By the way, this is really LEVEL irq, not EDGE... To avoid any
misunderstanding, I think that the best way to show you what I
am seeing is to just copy-paste the relevant piece from the
datasheet for this hardware (it's not a confidential datasheet
and freely found on the internet).

Check this out:
" External MCU is required acknowledge by INTN pin. INTN is open-drain
out-
put, low-level active, and need external pull-up resistor.
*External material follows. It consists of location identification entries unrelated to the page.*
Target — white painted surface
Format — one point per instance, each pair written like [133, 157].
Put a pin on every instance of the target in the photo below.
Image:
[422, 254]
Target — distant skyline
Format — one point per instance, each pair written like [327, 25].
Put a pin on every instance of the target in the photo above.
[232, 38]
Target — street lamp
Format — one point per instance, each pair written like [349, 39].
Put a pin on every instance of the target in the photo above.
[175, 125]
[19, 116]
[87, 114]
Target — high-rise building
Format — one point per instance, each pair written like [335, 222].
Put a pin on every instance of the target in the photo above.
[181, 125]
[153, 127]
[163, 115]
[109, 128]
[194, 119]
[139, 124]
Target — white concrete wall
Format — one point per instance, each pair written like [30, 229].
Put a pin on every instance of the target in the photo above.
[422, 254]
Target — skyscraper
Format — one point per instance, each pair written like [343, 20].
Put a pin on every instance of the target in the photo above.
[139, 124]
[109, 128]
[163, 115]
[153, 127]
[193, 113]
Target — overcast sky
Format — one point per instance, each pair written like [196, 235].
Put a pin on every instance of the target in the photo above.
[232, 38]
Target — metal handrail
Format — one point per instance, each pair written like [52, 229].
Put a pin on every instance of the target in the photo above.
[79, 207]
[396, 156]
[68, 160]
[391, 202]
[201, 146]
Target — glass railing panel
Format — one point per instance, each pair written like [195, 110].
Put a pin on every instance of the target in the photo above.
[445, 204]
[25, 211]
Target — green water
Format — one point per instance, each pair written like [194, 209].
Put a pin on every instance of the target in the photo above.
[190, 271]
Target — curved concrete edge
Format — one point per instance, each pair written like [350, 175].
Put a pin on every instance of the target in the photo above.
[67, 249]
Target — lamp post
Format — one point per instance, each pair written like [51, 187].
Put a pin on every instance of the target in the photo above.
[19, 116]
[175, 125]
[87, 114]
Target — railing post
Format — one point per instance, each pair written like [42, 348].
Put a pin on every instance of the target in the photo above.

When AW9523B detect port change, any input state from high-level to
low-level or from
low-level to high-level will generate interrupt after
8us internal deglitch. "

...but since the datasheet is sometimes unclear about "things" (I am
mostly sure that they have translated it to english from chinese), I
have actually checked whether the INTN pin was pushed LOW when one of
the inputs goes from HIGH to LOW.. and.. it does... and as you imagine
yeah.. it's slow.. and yes, as slow as you can imagine. :)

So, in short, this chip is raising an interrupt when any input changes
state, regardless of the change being LOW->HIGH or HIGH->LOW.